OK, I think you're right! I renamed the repo to jss. And I'm going to see about trying this out in production. I guess I'll go with _item and _channel to avoid JSON-LD confusion, but I like how @item and @channel look way better. :)

konklone commented 10 years ago

You know, I really like how JSON-LD does it, and @item and @channel don't conflict. I don't think it'll be confusing to use @, I think it'll be complementary.

audiodude commented 10 years ago

I still fundamentally fail to understand the utility of prefixing any fields with special characters. What are you trying to accomplish? Is this for someone who happens to open a JSS field, so that they somehow realize that @item and @channel are "special"? Are these fields special? If so, how?

jpmckinney commented 10 years ago

You can use @, but it doesn't allow dot notation. The only punctuation marks that allows dot notation are $ and _ as in foo.$bar or foo._bar. There's nothing special about one symbol versus another.

konklone commented 10 years ago

I still fundamentally fail to understand the utility of prefixing any fields with special characters. What are you trying to accomplish? Is this for someone who happens to open a JSS field, so that they somehow realize that @item and @channel are "special"? Are these fields special? If so, how?
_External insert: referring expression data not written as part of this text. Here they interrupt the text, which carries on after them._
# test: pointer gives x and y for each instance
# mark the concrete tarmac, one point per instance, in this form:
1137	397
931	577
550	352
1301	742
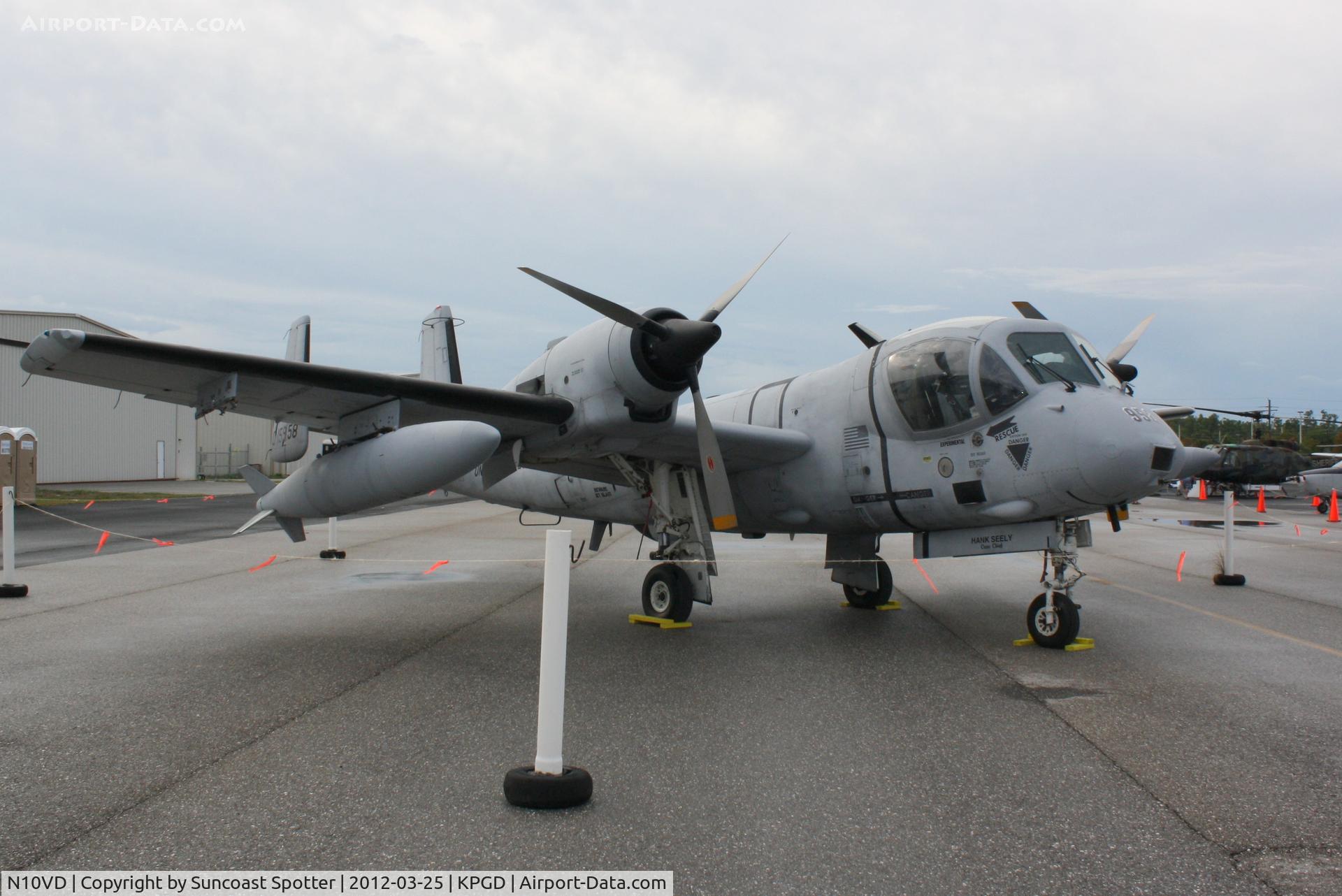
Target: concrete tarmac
169	709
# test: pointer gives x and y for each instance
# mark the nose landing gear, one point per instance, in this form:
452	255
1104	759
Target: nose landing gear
1053	617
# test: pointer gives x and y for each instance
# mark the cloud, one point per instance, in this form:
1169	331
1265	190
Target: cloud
1254	275
906	309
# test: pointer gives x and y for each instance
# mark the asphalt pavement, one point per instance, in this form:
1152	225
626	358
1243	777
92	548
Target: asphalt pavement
169	709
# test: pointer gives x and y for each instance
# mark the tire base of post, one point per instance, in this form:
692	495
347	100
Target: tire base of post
529	789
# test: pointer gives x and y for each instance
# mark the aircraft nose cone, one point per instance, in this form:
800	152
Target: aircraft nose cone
1124	452
1196	461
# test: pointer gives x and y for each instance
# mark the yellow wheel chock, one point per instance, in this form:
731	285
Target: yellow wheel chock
662	624
1079	644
It would be to avoid a namespace clash with any pre-existing item or channel fields someone may have on their data. (This, I assume, is the main rationale for why JSON-LD does the same thing with @context and @id.)

konklone commented 10 years ago

For reference, I added experimental RSS and "JSS" (or whatever) support to Sunlight's Congress API in May:

https://congress.api.sunlightfoundation.com/documents?apikey=[APIKEY]&document_type=ig_report&format=rss

https://congress.api.sunlightfoundation.com/documents?apikey=[APIKEY]&document_type=ig_report&format=rss-json

I documented it publicly, and you can change out which fields get mapped to title / description / etc using query string params.

It's supported for bills, votes, and upcoming votes on bills (along with a couple undocumented endpoints that Scout uses, like /documents above).

Now that I've started work on oversight.io, I'm probably going to implement something similar for everything there. But what I'm really concerned with is passing recommendations back up to official gov't providers, like the IGs who "publish" the reports I'm syndicating. Is RSS (+ pagination) enough, or should I be pushing them to something that does a simpler, better job at attaching metadata? I don't know. Either way, going to mark this as closed for the time being.